Are Irish youth turning their backs on Europe? I've just read the Eurobarometer survey on Irish voting behaviour during the recent, second Lisbon Referendum (an update of a similar survey at the time of the first referendum). Two things struck me: the No vote was highest among 18-25s than any other age groups in both referenda; and opposition to Ireland's membership of the European Union increased in the same age group even as the percentage voting No fell.
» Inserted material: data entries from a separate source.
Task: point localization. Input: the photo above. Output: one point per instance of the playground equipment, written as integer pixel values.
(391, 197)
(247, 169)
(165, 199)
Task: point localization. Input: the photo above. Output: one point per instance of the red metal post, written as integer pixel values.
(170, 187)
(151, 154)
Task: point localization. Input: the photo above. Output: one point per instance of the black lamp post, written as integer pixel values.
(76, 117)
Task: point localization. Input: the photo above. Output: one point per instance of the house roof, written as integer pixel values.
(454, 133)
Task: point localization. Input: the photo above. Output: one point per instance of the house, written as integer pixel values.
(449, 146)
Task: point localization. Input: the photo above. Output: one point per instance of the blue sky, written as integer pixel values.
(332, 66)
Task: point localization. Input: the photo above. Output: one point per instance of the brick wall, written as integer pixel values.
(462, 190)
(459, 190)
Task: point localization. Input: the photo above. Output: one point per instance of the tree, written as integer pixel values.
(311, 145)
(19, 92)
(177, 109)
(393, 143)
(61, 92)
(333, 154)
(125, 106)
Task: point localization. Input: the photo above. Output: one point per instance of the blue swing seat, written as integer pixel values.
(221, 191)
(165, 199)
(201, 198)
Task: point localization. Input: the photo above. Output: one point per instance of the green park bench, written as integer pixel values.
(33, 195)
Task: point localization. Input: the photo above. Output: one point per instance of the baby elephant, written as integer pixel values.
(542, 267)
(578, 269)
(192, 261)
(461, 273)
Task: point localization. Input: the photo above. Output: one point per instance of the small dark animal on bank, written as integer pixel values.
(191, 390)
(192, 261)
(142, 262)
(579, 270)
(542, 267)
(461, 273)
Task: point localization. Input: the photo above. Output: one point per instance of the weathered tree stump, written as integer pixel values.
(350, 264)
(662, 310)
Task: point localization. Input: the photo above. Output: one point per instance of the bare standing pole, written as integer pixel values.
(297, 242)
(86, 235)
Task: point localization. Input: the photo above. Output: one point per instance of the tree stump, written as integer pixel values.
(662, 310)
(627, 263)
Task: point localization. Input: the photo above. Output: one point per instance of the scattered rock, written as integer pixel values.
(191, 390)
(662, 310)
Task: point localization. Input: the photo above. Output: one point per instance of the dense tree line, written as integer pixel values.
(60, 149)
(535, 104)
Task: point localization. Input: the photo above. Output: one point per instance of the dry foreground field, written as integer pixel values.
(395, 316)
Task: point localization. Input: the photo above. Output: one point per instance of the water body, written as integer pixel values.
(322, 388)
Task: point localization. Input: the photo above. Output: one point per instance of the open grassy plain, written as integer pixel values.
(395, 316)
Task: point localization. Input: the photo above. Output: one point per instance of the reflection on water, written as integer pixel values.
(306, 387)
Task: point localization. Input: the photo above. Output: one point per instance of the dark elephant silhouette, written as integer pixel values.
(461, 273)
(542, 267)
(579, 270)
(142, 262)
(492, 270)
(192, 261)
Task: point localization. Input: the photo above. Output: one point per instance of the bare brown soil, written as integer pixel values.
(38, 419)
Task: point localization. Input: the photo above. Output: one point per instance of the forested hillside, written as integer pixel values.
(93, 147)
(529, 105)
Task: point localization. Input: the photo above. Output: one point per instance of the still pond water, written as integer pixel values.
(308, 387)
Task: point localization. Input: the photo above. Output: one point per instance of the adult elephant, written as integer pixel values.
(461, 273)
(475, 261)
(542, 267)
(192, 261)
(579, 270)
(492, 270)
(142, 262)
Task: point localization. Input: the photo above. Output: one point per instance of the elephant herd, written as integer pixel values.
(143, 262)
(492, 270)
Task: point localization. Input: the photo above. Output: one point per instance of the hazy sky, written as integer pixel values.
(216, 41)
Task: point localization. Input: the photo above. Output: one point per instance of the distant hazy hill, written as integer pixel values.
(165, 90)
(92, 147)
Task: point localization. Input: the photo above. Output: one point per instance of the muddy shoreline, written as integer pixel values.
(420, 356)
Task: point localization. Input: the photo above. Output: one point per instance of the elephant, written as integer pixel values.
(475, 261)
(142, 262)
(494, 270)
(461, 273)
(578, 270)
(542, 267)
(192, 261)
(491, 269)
Of course we could dismiss this as 'youth sounding off' behaviour, and blithely assume they'll 'grow out of it'. I'm not so sure. Firstly, as the chart shows, opposition to Ireland's membership of the EU increased in all age groups between the two referenda. Of course it's still a minority opinion (and not one that I share). But it isn't too difficult in these turbulent times to imagine one, two or more developments that might lead to a surge in opposition.
Take the announcement by our newly unelected EU President Herman Van Rompuy that he supports the idea of a 'euro tax' to fun the Commission's expanding operations in Brussels. Try selling that to the mass unemployed youth of Europe (now experiencing an average 20% unemployment rate). And try selling it to Ireland's depressed taxpayers (they'd demand their Yes votes back). Still, at least we didn't get Tony Blair as president; I wouldn't be too keen on sending Irish soldiers off with their EU counterparts to invade countries containing imaginary weapons of mass destruction.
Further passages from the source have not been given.